The synergistic effect of DNA nanostructures and CRISPR/Cas system for cancer diagnosis and treatment.

Cancer remains one of the most formidable global public health challenges, exerting a profound and detrimental impact on human health. Despite substantial advancements in cancer research, the escalating incidence and mortality rates underscore the persistent and growing burden on global healthcare systems. The Clustered Regularly Interspaced Short Palindromic Repeats (CRISPR)/Cas system, heralded as a revolutionary gene-editing tool, holds immense promise for cancer treatment. However, its efficacy is critically contingent upon developing efficient delivery strategies. DNA nanocarriers, characterized by their programmability, sequence specificity, and design flexibility, emerge as a highly effective vehicle for delivering the CRISPR/Cas system, facilitating the precise transportation of gene-editing tools to the cell nucleus.
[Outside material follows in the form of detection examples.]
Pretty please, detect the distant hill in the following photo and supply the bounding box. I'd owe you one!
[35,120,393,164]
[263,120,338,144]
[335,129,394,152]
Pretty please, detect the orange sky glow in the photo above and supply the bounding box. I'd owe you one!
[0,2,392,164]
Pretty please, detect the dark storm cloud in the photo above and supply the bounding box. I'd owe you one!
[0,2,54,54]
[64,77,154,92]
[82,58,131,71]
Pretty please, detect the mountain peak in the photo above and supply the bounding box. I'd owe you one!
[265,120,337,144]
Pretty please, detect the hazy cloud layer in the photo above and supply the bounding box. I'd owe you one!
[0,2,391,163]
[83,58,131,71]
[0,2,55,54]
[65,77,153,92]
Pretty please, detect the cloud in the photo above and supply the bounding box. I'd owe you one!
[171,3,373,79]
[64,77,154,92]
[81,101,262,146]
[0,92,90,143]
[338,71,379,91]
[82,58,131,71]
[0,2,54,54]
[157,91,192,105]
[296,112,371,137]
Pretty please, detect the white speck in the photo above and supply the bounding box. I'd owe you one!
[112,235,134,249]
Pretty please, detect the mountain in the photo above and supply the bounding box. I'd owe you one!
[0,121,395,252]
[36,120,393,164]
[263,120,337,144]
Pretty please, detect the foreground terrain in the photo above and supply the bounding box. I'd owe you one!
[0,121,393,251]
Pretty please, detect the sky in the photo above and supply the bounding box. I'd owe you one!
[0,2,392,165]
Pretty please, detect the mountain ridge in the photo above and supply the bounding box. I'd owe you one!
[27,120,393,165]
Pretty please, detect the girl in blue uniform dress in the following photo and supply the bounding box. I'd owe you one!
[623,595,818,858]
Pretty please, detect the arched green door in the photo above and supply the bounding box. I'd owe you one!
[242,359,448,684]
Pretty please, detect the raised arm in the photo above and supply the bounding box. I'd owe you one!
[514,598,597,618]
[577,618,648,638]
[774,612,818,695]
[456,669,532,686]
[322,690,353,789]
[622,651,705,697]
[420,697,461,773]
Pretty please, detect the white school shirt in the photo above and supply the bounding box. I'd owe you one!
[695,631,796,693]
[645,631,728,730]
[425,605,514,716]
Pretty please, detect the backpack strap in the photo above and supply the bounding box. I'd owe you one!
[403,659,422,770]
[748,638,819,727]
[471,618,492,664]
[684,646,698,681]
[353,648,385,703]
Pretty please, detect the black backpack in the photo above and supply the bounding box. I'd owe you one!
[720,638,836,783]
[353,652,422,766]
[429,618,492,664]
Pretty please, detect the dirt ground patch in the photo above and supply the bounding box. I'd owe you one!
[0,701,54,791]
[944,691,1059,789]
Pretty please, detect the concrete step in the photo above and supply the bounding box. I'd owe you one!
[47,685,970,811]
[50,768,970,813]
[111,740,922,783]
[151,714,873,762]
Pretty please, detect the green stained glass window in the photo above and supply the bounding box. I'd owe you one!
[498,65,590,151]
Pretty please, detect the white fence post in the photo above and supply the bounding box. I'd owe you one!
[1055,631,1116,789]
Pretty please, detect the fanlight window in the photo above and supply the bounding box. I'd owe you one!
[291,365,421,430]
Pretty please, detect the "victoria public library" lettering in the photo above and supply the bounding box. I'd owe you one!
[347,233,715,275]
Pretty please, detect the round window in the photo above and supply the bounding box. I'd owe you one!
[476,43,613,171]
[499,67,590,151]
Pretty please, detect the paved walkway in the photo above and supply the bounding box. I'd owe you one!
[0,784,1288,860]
The integration of DNA nanocarriers with CRISPR/Cas technology provides a new paradigm for precise and controllable gene editing. Through programmable spatial assembly, DNA nanocarriers can protect Cas9 ribonucleoprotein complexs (RNPs), facilitate endosomal escape, and co-localize donor DNA to promote homology-directed repair. These synergistic effects bridge molecular programmability and genetic functionality, paving the way for safer and more efficient genome engineering. This review aims to evaluate the application of DNA nanocarriers in cancer diagnosis comprehensively and to explore their potential utility in cancer therapy when combined with the CRISPR/Cas system, offering novel insights and significant scientific contributions to the field.